Energy & Environment: Vilsack Wants Cap-And-Trade Authority
• "Contending that farmers and foresters can do more than anyone else to reduce global warming, Agriculture Secretary "Tom Vilsack "is proposing that USDA should run any cap-and-trade system for controlling emissions that cause climate change," CongressDailyAM (subscription) reports. "Vilsack's suggestion... faces a major obstacle, though, since the White House plan for a cap-and-trade system was initially outlined in February in the FY10 budget proposal for the" Environmental Protection Agency.
• "Speaker Nancy Pelosi (D-Calif.) has quickly taken charge of moving climate change legislation through the House, which will be one of the toughest challenges of her political career," The Hill reports. "Earlier this year, Pelosi said she was not involved in the day-to-day happenings on the controversial bill. But now that it has cleared the Energy and Commerce Committee, Pelosi is on a mission to get the climate change bill -- her flagship issue -- to the House floor."
Health Care: Both Sides Ratchet Up Arguments
• "The battle over health policy escalated Tuesday, with" Obama "promising reform would put thousands of dollars annually in the pockets of American families and Republicans countering that Democrats were leading the country down the road to medical rationing," Roll Call (subscription) reports.
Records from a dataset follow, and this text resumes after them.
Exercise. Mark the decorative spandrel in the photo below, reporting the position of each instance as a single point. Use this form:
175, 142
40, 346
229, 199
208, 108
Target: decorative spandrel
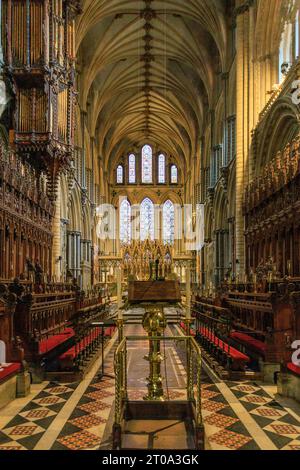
147, 220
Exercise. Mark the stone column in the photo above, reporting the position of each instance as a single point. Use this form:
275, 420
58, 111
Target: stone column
56, 251
242, 119
188, 291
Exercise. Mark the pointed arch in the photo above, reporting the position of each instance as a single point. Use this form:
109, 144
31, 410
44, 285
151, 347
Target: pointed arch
147, 164
168, 222
161, 169
174, 174
120, 174
132, 169
125, 222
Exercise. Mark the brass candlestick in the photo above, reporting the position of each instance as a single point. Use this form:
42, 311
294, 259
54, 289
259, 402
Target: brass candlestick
154, 323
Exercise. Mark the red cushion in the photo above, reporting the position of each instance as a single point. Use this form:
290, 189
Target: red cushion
10, 370
71, 353
292, 367
50, 343
183, 326
234, 353
247, 340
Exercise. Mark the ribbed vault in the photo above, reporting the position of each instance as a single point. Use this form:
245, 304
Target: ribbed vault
148, 72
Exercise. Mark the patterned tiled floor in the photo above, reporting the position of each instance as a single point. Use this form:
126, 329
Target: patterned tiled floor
237, 416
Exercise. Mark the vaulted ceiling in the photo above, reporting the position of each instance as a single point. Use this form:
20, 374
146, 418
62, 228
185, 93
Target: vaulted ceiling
147, 72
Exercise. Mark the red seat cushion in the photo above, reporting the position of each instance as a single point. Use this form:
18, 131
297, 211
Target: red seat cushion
247, 340
234, 353
292, 367
183, 326
52, 342
11, 369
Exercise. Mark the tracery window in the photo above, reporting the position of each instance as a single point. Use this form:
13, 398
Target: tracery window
174, 174
161, 169
168, 222
147, 164
132, 169
125, 222
289, 49
120, 174
147, 220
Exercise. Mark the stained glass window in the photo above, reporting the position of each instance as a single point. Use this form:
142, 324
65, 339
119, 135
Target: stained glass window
147, 164
125, 222
174, 174
168, 222
131, 161
147, 220
120, 174
161, 169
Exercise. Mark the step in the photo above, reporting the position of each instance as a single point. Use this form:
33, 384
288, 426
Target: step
157, 434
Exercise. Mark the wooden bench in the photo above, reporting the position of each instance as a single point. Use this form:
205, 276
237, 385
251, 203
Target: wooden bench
215, 345
253, 344
8, 370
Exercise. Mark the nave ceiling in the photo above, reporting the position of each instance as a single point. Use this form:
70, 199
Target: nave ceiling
147, 72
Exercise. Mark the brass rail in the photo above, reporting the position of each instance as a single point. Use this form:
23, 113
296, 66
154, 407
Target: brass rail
193, 385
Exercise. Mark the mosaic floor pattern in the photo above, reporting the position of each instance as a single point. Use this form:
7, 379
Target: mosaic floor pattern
237, 415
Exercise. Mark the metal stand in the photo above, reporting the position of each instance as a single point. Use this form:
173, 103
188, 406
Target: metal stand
102, 374
154, 323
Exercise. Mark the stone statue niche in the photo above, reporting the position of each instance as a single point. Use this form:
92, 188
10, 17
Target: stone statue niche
147, 260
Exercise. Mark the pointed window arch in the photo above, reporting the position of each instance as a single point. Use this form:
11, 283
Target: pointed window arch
168, 222
120, 174
125, 222
147, 164
132, 169
161, 169
174, 174
147, 220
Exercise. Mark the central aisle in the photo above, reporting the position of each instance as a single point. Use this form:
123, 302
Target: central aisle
237, 416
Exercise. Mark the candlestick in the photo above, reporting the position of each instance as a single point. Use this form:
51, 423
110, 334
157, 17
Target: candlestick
188, 293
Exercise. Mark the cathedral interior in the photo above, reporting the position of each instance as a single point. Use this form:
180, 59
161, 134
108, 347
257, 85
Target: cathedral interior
149, 225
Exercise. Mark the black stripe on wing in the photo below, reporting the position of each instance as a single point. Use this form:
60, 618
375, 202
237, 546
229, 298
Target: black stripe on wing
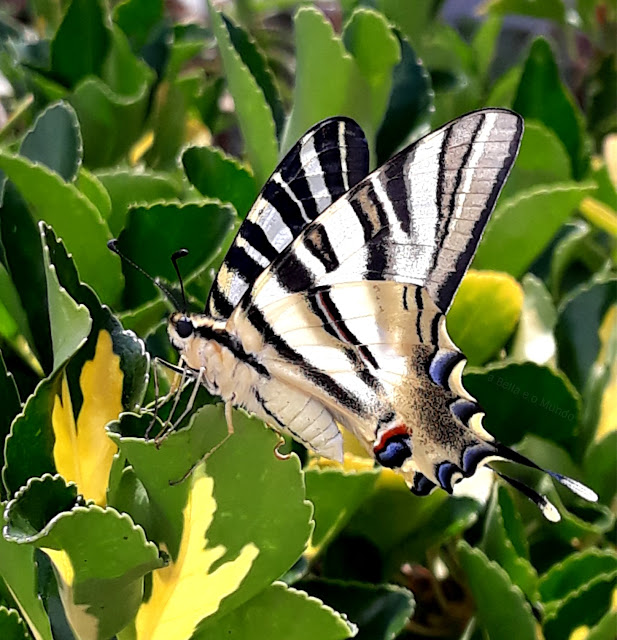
324, 164
417, 220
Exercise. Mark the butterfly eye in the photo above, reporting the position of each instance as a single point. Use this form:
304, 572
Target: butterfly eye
395, 451
184, 327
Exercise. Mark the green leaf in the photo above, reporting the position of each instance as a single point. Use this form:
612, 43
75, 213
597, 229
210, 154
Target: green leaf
101, 583
605, 629
129, 187
542, 159
576, 257
169, 119
198, 227
333, 80
298, 617
601, 116
392, 514
18, 571
254, 58
9, 401
504, 89
81, 43
336, 495
534, 340
70, 322
252, 109
137, 18
600, 463
414, 24
504, 541
580, 520
24, 257
522, 398
106, 376
217, 175
578, 323
411, 104
380, 611
449, 520
507, 245
484, 43
112, 110
549, 9
585, 606
252, 509
575, 571
486, 309
328, 81
542, 96
134, 362
12, 627
92, 188
376, 51
500, 605
74, 218
55, 141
• "The Food and Drug Administration's top priority in developing a system to track the reactions from newly approved drugs must be to protect the public's private health information, the Government Accountability Office reported on Tuesday," Nextgov reports. "The 2007 Food and Drug Administration Amendments Act required the agency to develop a computer system that would track the performance of the drugs and devices by leveraging electronic health data, without compromising the public's privacy or security."
Commentary: Abortion Debate Reignites
• Commentators in Earlybird's Pundits & Editorials section examine the abortion issue and George Tiller's killing through different lenses.